Top 9 Data Science Use Cases in Banking

Top 9 Data Science Use Cases in Banking

Using data science in the banking industry is more than a trend, it has become a necessity to keep up with the competition. Banks have to realize that Big Data technologies can help them focus their resources efficiently, make smarter decisions, and improve performance.

Here is a list of data science use cases in banking area which we have combined to give you an idea how can you work with your significant amounts of data and how to use it effectively.

Machine Learning is crucial for effective detection and prevention of fraud involving credit cards, accounting, insurance, and more. Proactive fraud detection in banking is essential for providing security to customers and employees. The sooner a bank detects fraud, the faster it can restrict account activity to minimize loses. By implementing a series of fraud detection schemes banks can achieve necessary protection and avoid significant loses.

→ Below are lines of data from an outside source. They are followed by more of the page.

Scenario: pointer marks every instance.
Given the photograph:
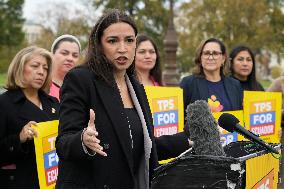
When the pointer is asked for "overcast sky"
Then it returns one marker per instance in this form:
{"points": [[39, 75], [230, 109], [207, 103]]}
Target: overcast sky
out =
{"points": [[32, 7]]}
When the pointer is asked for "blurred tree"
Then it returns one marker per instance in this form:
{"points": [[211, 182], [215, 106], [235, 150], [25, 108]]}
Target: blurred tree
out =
{"points": [[256, 23], [11, 35], [62, 21], [151, 16]]}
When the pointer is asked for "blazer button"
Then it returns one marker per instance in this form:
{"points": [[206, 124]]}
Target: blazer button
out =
{"points": [[11, 177], [106, 146], [11, 148]]}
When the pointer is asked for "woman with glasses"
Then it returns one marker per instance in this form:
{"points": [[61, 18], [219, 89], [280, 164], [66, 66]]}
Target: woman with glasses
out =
{"points": [[209, 80], [243, 68]]}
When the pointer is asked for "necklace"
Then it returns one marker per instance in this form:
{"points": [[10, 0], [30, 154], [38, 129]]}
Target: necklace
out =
{"points": [[130, 132]]}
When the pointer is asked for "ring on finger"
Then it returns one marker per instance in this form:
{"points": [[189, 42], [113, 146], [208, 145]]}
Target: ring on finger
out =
{"points": [[30, 132]]}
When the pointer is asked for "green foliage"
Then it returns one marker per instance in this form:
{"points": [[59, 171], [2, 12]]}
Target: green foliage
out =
{"points": [[11, 35], [62, 23], [256, 23], [11, 22]]}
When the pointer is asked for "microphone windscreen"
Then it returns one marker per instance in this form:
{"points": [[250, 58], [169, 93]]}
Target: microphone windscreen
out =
{"points": [[228, 122], [203, 129]]}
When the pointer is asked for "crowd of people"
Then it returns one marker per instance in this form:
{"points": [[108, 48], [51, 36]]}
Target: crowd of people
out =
{"points": [[105, 133]]}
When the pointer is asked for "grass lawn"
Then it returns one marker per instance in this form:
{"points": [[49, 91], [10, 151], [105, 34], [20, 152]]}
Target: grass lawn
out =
{"points": [[2, 79]]}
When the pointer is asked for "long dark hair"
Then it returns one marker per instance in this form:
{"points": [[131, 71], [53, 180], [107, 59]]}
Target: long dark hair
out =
{"points": [[95, 59], [198, 69], [252, 82], [156, 71]]}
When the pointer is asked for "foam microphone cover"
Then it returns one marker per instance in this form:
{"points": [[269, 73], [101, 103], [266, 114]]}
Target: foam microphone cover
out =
{"points": [[203, 129]]}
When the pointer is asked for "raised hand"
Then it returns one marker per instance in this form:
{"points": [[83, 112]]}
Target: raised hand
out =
{"points": [[90, 139], [27, 132]]}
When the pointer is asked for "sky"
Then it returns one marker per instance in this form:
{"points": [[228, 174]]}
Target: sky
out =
{"points": [[33, 7]]}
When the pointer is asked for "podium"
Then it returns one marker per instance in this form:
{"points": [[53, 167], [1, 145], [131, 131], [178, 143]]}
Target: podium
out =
{"points": [[247, 165]]}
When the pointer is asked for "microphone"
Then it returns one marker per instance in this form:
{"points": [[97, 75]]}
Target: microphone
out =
{"points": [[230, 123], [202, 129]]}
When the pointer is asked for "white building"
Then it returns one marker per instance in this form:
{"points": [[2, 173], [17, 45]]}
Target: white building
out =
{"points": [[32, 31]]}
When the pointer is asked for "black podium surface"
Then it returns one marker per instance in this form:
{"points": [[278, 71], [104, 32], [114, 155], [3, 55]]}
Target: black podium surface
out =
{"points": [[196, 172]]}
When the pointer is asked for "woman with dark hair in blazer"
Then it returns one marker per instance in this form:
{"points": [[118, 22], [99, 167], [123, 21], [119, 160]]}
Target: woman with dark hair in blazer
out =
{"points": [[243, 68], [105, 137], [24, 104], [210, 82], [147, 62], [149, 73]]}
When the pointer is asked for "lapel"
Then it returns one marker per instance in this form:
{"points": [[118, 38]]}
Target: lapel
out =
{"points": [[230, 90], [29, 111], [110, 98], [143, 101]]}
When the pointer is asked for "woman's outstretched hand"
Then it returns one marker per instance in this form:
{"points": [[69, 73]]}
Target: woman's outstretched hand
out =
{"points": [[90, 139]]}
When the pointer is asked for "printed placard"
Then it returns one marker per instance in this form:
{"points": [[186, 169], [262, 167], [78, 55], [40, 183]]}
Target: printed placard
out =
{"points": [[262, 172], [262, 114], [46, 157]]}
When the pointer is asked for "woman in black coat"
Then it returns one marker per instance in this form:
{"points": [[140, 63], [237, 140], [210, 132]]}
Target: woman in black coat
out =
{"points": [[105, 137], [243, 68], [22, 105], [210, 80]]}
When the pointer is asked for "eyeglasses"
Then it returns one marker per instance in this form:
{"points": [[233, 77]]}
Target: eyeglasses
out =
{"points": [[214, 54]]}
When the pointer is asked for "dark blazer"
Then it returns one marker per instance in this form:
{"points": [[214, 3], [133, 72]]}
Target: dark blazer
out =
{"points": [[196, 88], [16, 112], [81, 91]]}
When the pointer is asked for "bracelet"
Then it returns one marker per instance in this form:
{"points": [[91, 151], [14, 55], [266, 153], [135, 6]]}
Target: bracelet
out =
{"points": [[84, 146]]}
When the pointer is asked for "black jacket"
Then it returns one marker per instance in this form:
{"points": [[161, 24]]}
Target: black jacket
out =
{"points": [[81, 91], [16, 111]]}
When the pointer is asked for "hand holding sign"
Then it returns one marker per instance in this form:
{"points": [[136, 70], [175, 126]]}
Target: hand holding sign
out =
{"points": [[27, 132], [90, 139]]}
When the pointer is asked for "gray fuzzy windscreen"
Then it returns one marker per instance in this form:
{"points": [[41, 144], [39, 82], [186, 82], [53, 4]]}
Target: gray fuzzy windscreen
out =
{"points": [[203, 129]]}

Since every data set is different, each requires individual training and fine-tuning by data scientists. Transforming the deep theoretical knowledge into practical applications demands expertise in data-mining techniques, such as association, clustering, forecasting, and classification.

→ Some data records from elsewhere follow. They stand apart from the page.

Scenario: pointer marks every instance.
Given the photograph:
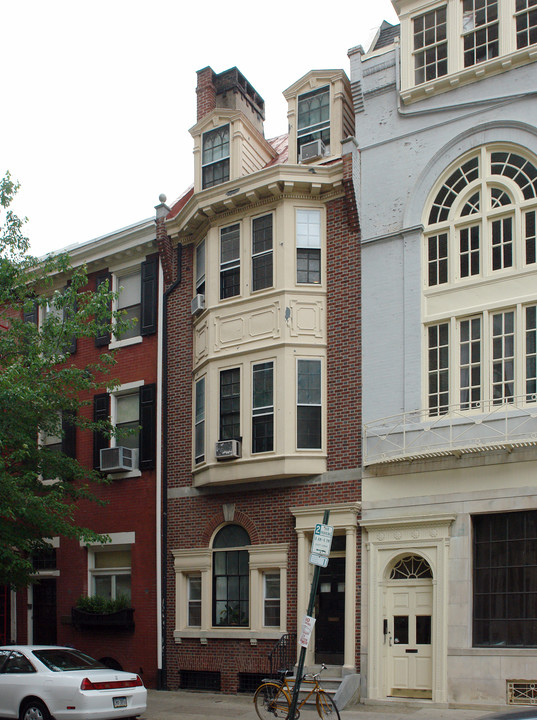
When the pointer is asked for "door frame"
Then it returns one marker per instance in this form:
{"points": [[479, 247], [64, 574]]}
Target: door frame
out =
{"points": [[344, 519], [386, 541]]}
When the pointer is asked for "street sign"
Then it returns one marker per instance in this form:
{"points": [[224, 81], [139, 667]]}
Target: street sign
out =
{"points": [[322, 540], [320, 560]]}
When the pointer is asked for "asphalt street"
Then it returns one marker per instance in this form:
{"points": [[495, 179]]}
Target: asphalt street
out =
{"points": [[188, 705]]}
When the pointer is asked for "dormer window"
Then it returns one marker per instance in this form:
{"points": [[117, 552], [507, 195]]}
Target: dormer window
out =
{"points": [[480, 31], [314, 118], [430, 45], [526, 23], [215, 157]]}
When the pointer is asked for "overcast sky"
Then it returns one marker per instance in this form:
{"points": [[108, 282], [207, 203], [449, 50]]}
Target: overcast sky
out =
{"points": [[98, 97]]}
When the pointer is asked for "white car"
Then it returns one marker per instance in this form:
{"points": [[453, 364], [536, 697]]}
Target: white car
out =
{"points": [[40, 682]]}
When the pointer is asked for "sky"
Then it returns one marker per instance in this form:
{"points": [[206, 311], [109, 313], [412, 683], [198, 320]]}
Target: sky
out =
{"points": [[98, 97]]}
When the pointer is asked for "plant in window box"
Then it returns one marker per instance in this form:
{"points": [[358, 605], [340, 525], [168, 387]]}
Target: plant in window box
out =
{"points": [[99, 612]]}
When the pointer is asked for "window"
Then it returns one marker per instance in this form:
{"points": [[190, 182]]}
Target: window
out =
{"points": [[483, 219], [263, 407], [314, 118], [200, 268], [309, 404], [215, 157], [470, 363], [531, 353], [231, 584], [110, 572], [129, 300], [438, 388], [262, 253], [437, 259], [480, 31], [489, 347], [132, 409], [199, 431], [194, 600], [503, 357], [430, 45], [526, 23], [230, 264], [505, 580], [230, 404], [271, 599], [308, 246], [127, 419]]}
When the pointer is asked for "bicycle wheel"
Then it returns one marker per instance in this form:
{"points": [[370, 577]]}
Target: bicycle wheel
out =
{"points": [[326, 707], [271, 701]]}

An example of efficient fraud detection is when some unusually high transactions occur and the bank's fraud prevention system is set up to put them on hold until the account holder confirms the deal. For new accounts, fraud detection algorithms can investigate unusually high purchases of popular items, or multiple accounts opened in a short period with similar data.

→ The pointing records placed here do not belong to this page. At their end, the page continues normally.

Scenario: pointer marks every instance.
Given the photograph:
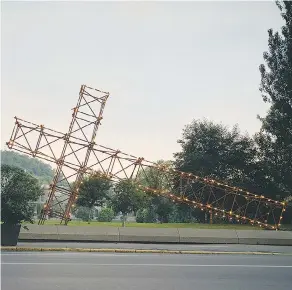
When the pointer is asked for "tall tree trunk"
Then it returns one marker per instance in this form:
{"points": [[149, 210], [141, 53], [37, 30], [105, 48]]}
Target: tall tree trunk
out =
{"points": [[124, 219]]}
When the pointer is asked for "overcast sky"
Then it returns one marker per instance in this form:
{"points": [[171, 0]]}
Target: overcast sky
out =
{"points": [[164, 65]]}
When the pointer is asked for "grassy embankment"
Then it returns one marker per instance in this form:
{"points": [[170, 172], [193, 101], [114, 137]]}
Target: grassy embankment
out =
{"points": [[157, 225]]}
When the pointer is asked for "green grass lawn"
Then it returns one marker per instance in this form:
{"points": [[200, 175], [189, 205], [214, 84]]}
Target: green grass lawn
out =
{"points": [[154, 225]]}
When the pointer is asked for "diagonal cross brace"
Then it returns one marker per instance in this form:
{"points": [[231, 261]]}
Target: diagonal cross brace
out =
{"points": [[180, 187]]}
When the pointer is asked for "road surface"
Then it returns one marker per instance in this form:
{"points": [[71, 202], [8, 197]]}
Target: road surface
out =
{"points": [[192, 247], [87, 271]]}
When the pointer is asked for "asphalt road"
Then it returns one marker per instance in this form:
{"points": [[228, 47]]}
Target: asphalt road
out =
{"points": [[75, 271], [197, 247]]}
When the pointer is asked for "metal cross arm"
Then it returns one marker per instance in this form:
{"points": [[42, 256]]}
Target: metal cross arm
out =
{"points": [[75, 153]]}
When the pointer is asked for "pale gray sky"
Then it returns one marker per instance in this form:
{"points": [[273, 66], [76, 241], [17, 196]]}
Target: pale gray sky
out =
{"points": [[164, 64]]}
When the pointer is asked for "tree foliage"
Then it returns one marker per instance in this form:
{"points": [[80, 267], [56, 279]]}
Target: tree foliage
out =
{"points": [[210, 149], [127, 198], [157, 206], [94, 191], [18, 189], [106, 215], [275, 138]]}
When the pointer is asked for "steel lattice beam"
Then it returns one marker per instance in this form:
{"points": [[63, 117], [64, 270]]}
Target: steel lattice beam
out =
{"points": [[80, 155]]}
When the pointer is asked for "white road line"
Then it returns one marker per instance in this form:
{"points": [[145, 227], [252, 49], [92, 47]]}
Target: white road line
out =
{"points": [[145, 265]]}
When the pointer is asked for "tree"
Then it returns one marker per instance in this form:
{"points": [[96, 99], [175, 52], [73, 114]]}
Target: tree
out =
{"points": [[162, 207], [275, 138], [94, 191], [83, 213], [18, 190], [106, 215], [212, 150], [127, 198]]}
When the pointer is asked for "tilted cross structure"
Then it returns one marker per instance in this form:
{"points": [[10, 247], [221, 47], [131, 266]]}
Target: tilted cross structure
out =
{"points": [[76, 154]]}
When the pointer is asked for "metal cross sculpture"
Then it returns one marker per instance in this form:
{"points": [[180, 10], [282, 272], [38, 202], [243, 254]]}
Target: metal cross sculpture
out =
{"points": [[76, 154]]}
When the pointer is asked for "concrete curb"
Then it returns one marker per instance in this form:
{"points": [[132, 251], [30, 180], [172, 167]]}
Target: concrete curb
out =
{"points": [[140, 251], [154, 235]]}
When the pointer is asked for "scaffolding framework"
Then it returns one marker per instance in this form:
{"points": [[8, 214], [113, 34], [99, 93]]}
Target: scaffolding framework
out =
{"points": [[76, 154]]}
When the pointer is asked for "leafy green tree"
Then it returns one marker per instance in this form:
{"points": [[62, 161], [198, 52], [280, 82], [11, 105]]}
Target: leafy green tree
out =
{"points": [[275, 138], [213, 150], [156, 205], [94, 191], [209, 149], [146, 215], [127, 198], [83, 213], [106, 215], [18, 190]]}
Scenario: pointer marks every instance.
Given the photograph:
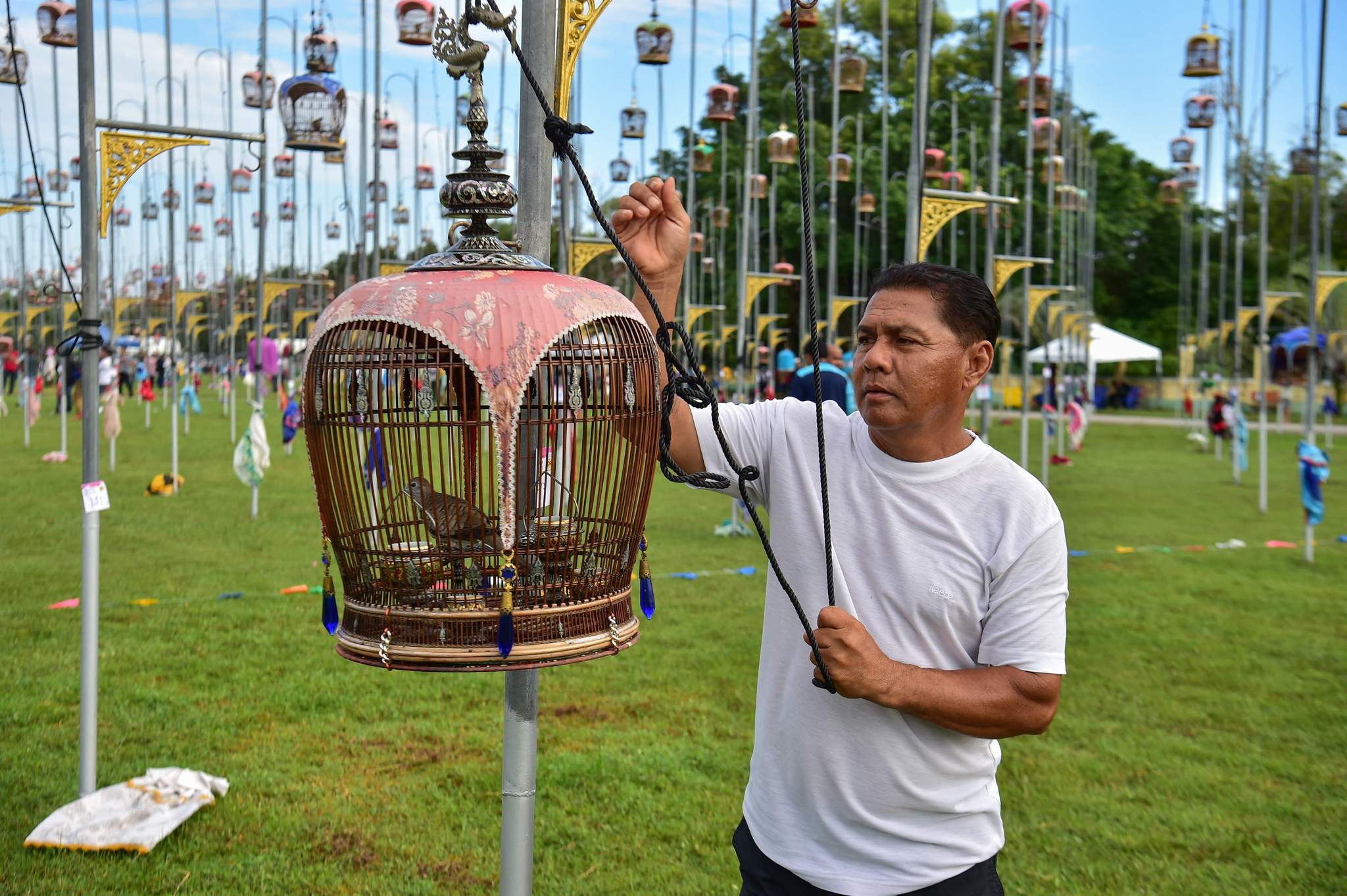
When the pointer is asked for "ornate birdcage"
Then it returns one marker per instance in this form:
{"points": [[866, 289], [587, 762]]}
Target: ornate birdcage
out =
{"points": [[1046, 132], [255, 89], [758, 186], [654, 42], [704, 158], [415, 22], [313, 110], [1054, 170], [1202, 59], [839, 167], [1181, 150], [1027, 20], [453, 417], [632, 122], [850, 70], [1303, 160], [721, 100], [781, 147], [1200, 110], [1042, 92], [808, 15], [57, 24], [321, 51]]}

Banks are obliged to collect, analyze, and store massive amounts of data. But rather than viewing this as just a compliance exercise, Machine Learning and data science tools can transform this into a possibility to learn more about their clients to drive new revenue opportunities.

Nowadays, digital banking is becoming more popular and widely used. This creates terabytes of customer data, thus the first step of data scientists team is to isolate truly relevant data. After that, being armed with information about customer behaviors, interactions, and preferences, data specialists with the help of accurate machine learning models can unlock new revenue opportunities for banks by isolating and processing only this most relevant clients’ information to improve business decision-making.

Risk modeling is a high priority for investment banks, as it helps to regulate financial activities and plays the most important role when pricing financial instruments. Investment banking evaluates the worth of companies to create capital in corporate financing, facilitate mergers and acquisitions, conduct corporate restructuring or reorganizations, and for investment purposes.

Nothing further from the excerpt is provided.